Emotional biases and avoiding the pitfalls of America's Dunning-Kruger epidemic

Daisy Luther
The Organic Prepper


It's time to address an epidemic in the United States. It's one that could be deadly, particularly to liberty. It's an epidemic of Dunning-Kruger. It's why ignorant people are so certain that they're right.

What's that, you ask?

The Dunning Kruger effect is a cognitive bias in which individuals, who are unskilled at a particular task, believe themselves to possess above-average ability in performing the task. On the other hand, as individuals become more skilled in a particular task, they may mistakenly believe that they possess below-average ability in performing those tasks because they may assume that all others possess equal or greater ability. In other words, "the miscalibration of the incompetent stems from an error about the self, whereas the miscalibration of the highly competent stems from an error about others." (source)
And haven't we all seen that lately? Let's look at a recent example right here in the good ole USA.

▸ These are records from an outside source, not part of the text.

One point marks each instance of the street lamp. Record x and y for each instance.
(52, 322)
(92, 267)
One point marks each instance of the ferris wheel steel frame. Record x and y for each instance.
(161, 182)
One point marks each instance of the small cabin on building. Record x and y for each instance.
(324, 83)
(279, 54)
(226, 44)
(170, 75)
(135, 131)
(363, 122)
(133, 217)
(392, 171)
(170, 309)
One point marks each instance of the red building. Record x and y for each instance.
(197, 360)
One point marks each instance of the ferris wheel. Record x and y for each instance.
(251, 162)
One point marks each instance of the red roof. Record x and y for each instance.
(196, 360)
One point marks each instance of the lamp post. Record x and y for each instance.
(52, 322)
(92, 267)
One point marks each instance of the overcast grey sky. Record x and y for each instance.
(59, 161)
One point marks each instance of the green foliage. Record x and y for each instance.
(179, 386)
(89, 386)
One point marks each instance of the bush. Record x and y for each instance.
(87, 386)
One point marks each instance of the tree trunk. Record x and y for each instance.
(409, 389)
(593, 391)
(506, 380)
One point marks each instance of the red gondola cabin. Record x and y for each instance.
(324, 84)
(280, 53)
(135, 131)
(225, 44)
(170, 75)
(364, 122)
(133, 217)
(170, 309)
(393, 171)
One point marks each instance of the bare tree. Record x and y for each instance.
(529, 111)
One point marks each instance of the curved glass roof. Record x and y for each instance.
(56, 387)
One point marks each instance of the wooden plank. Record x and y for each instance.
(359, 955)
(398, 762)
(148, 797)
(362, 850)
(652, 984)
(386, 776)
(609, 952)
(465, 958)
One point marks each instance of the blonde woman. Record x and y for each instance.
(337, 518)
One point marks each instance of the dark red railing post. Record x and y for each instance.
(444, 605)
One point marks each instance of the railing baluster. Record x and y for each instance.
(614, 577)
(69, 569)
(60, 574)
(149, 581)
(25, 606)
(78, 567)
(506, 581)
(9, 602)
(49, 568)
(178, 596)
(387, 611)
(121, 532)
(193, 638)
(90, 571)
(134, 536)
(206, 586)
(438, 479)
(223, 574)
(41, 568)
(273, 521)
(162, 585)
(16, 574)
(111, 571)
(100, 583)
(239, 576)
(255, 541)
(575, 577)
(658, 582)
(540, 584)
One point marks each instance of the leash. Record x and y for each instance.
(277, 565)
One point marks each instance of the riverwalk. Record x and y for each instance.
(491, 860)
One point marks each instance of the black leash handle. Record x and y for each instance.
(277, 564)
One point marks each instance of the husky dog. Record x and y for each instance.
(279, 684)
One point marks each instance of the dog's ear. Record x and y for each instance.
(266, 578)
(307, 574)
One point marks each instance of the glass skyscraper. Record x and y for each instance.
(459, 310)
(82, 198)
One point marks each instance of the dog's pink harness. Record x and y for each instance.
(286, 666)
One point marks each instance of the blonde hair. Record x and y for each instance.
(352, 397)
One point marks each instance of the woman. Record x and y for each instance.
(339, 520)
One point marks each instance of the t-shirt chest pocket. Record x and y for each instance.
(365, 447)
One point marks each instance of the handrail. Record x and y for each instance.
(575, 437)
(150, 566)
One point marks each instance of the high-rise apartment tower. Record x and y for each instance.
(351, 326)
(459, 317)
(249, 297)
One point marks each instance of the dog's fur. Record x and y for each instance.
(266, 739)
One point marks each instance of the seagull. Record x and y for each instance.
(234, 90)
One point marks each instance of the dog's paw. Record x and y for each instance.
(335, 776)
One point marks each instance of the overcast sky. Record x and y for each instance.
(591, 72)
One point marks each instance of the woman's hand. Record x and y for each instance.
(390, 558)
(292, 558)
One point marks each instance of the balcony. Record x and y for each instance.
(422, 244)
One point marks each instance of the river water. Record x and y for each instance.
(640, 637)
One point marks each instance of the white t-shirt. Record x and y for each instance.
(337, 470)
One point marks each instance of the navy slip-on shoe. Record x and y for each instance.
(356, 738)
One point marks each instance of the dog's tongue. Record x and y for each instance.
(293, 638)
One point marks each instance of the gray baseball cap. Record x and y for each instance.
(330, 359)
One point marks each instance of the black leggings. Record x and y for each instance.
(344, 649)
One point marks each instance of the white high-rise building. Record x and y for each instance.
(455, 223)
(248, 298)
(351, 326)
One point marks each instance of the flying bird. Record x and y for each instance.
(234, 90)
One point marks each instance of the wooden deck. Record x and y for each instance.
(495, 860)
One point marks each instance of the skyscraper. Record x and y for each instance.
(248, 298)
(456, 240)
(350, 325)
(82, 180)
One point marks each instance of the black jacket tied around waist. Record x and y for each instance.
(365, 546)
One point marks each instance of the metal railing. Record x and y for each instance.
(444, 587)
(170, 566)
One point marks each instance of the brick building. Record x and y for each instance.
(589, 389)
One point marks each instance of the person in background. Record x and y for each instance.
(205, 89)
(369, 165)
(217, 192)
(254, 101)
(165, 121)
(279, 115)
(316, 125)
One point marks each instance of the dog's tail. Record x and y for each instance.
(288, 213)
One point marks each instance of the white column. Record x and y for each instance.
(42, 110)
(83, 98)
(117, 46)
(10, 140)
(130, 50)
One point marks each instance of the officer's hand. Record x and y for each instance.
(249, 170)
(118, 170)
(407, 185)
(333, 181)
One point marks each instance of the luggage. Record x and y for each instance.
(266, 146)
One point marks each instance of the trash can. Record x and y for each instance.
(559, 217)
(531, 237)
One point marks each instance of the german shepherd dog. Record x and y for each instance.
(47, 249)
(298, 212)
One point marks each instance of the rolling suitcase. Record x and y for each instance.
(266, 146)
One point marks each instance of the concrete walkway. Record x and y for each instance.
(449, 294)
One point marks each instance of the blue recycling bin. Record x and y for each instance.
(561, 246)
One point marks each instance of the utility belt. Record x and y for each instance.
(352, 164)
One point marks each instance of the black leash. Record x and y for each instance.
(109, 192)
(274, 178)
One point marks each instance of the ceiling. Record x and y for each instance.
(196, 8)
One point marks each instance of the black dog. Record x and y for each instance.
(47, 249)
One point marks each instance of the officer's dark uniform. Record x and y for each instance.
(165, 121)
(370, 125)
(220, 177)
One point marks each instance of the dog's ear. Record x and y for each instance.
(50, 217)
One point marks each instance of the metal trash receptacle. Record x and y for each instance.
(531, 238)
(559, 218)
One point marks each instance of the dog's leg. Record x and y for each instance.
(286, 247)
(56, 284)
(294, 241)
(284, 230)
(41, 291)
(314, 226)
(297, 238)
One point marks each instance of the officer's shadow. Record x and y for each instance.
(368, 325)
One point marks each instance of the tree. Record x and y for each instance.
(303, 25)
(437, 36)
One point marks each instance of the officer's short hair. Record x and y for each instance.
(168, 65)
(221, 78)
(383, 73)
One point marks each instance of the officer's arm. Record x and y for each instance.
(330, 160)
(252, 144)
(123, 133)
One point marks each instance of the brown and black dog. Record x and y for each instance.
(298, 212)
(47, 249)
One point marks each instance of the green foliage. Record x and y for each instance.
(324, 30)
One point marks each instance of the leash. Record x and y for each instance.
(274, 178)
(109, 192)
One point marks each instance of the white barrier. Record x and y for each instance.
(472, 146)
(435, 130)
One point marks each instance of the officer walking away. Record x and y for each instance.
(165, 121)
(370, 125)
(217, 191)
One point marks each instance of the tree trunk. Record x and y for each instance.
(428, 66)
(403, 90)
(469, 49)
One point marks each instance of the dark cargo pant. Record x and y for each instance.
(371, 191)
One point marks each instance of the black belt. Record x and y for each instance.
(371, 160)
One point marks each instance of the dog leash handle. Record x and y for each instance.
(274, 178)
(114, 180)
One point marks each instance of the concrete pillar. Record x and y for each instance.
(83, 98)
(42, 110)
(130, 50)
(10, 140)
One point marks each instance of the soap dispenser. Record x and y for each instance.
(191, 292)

Those who haven't lived like the rest of us are the ones shouting the loudest.

Let's start with the current gun control debate.

We have high school kids who think they are experts on policy, firearms, and the Constitution, smugly telling us how clueless they believe we are.

We have movie stars who make millions from movies where they shoot people and who are protected by armed security guards, telling us that we law-abiding citizens who have guns are vicariously responsible for every school shooting that has ever happened.

We have wealthy city dwellers who live in buildings with doormen telling the rest of us that we're nuts for wanting to protect ourselves.
And all of these people who want to loudly tell the rest of us how to live our lives have one thing in common: they are completely out of touch with the real world.